La trame de l’intrigue est mince (la rivalité entre Batouala et Bissibi’ngui pour l’amour de Yassigui’ndja) et ne constitue pas le plus grand intérêt du récit. Mais la forme d’écriture qui réussit à présenter à la fois le rôle des Blancs du point de vue des colonisés et les rites qui paraissent cruels aux yeux des colons est très efficace. Dans le premier registre la condamnation du colonialisme est sans appel : « Nous ne sommes que des chairs à impôts. Nous ne sommes que des bêtes de portage. Des bêtes ? Même pas. Un chien ? Ils le nourrissent, et soignent leur cheval. Nous ? Nous sommes, pour eux, moins que ces animaux, nous sommes plus bas que les plus bas. Ils nous crèvent lentement ».
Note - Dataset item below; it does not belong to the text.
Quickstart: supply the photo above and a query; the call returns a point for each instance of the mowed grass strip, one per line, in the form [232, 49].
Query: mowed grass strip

Du côté du rituel, le lecteur a droit à une description de l’excision horrifiante dans son cynisme : « La vieille arrivait, interpellait l’une des danseuses, lui écartait rudement les cuisses, saisissait à pleins doigts ce qu’il fallait saisir, l’étirait à la manière d’une liane à caoutchouc et, d’un seul coup –raou !- le tranchait, puis, sans même retourner la tête, jetait derrière elle, à la volée, ces morceaux de chair chaude et sanglante, qui parfois atteignaient quelqu’un au visage. Quelle importance ces chairs pouvaient-elles avoir ? A peine tombées à terre, les chiens se les disputaient, en rognonnant ».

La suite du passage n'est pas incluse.